Yes. Confusion? Of course. Childhood is a strange time of discovery and
uncertainty, even before the accelerated changes of puberty.
But when a parent
affirms those muddled thoughts and supports the “other” sexual identity, I cannot
accept that it’s truly in defense of the child’s wishes or true nature. Nay,
this can only be a political calculation where Mom and Dad impose their own
values on a malleable spirit with no other frame of reference.
I recall the birth
of my son, 16 years ago. He relied on his mother and myself for absolutely
everything: food, drink, clothing, shelter, dry diaper, every minute of every
day.
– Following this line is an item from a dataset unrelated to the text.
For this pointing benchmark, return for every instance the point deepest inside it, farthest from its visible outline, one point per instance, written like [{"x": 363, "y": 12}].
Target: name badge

Today he’s practically maintenance-free, but that doesn’t mean that our
job is any easier. With each passing year he faces new challenges: peer
pressure, calculus, dating, driving, religion. And his questions only get
harder and more complicated as he gets older.
We’re the grownups,
and it’s our job to give him answers. To correct his faulty thinking and point
him in the right direction. To rebuke his poor choices and bad behavior. Even
when he doesn’t like it, even if it makes him cry. To be a soft place to land,
when life beats him up. Our objective is not to make him happy, but to make him
righteous and responsible. This is
love. This is parenting.
As for my tomboy
mother? She didn’t gather bugs in jars because she wanted to be a boy. She did
it because she wanted to be around them. And it worked: She met the young man
who would become her husband, at age 15.